Sapphire
- Mission type: Space surveillance
- Operator: Department of National Defence
- COSPAR ID: 2013-009C
- SATCAT no.: 39088

Spacecraft properties
- Bus: SSTL-150
- Manufacturer: MDA Corporation (prime) SSTL (bus) COM DEV International (optical payload)
- Launch mass: 148 kilograms (326 lb)

Start of mission
- Launch date: 25 February 2013, 12:31 UTC
- Rocket: PSLV-CA C20
- Launch site: Satish Dhawan FLP
- Contractor: ISRO

Orbital parameters
- Reference system: Geocentric
- Regime: Low Earth
- Perigee altitude: 778 kilometres (483 mi)
- Apogee altitude: 793 kilometres (493 mi)
- Inclination: 98.62 degrees
- Period: 100.43 minutes
- Epoch: 30 October 2013, 14:37:56 UTC

= Sapphire (satellite) =

Canadian space surveillance satellite

Sapphire is a Canadian space surveillance satellite which was launched in 2013. Sapphire was commissioned and integrated by MacDonald, Dettwiler and Associates (MDA) based on an SSTL-150 bus produced by Surrey Satellite Technology (SSTL) and an optical payload produced by COM DEV International.

==Details==
Sapphire, Canada's first military satellite, is a small spacecraft designed to monitor space debris and satellites within an orbit 3,728 to 24,855 miles (6,000 to 40,000 kilometres) above Earth. The satellite has been providing data to the United States Space Surveillance Network since January 2014. The satellite has a mass of 148 kg, and carries a three-mirror anastigmat to track artificial objects in medium Earth orbit to geosynchronous Earth orbit. ISRO's Ball Lock separation system IBL-298 was used for separating the satellite.

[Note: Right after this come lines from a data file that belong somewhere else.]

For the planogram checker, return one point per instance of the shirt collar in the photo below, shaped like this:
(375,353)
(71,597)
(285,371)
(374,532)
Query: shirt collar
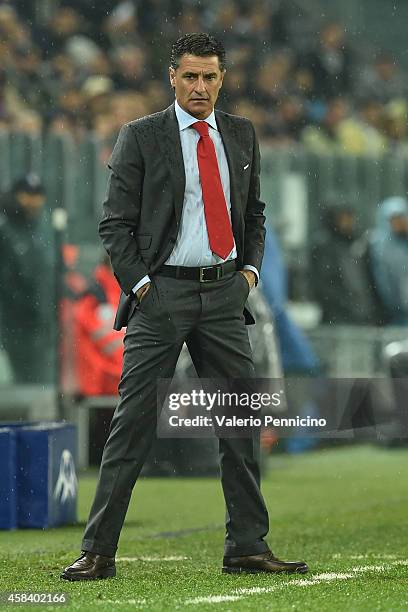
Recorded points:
(185,120)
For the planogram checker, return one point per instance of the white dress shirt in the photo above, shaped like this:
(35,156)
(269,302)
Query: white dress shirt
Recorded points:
(192,247)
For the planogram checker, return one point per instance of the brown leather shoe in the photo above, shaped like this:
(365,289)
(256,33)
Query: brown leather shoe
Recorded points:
(90,566)
(265,562)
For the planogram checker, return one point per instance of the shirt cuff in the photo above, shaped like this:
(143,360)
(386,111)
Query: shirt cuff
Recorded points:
(254,270)
(143,281)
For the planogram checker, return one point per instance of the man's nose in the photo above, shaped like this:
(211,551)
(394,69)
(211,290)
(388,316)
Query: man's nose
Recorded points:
(200,85)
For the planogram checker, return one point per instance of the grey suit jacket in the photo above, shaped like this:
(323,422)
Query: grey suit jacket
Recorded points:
(145,194)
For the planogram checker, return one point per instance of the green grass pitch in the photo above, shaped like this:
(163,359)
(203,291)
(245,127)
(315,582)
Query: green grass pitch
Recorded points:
(343,510)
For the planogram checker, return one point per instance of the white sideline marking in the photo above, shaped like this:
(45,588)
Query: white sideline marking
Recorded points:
(360,557)
(301,582)
(134,602)
(152,559)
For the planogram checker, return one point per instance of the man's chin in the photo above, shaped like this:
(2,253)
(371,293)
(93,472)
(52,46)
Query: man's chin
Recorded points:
(200,107)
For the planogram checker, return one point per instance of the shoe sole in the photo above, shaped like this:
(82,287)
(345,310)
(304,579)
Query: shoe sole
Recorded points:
(253,570)
(110,572)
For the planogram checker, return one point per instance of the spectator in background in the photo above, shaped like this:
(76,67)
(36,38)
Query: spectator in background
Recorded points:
(384,81)
(330,63)
(99,346)
(363,133)
(388,250)
(26,282)
(338,271)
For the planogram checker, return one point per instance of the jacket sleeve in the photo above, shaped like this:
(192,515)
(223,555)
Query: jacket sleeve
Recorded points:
(254,241)
(121,209)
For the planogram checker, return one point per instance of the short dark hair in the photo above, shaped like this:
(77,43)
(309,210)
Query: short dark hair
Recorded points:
(200,44)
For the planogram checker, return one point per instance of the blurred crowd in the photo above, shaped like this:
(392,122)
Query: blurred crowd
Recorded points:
(85,65)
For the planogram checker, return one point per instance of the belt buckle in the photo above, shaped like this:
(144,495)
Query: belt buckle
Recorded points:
(202,274)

The optical system is based on the design of the Space-Based Visible (SBV) sensor. This telescope was developed for the Midcourse Space Experiment. The Charge-coupled device(CCD) used is a CCD47-20bi CCD sensor.

Following completion of its operational testing and certification, Sapphire began its five-year operational mission November 13, 2013.

==Launch==
Sapphire was launched by the Indian Space Research Organisation (ISRO), using a PSLV-CA rocket, flight C20. The launch occurred at 12:31 on 25 February 2013, from the First Launch Pad at the Satish Dhawan Space Centre. Sapphire was a secondary payload on the rocket, the primary payload being the SARAL oceanography satellite. NEOSSat, UniBRITE-1, TUGSAT-1, AAUSAT3 and STRaND-1 were also launched aboard the same rocket.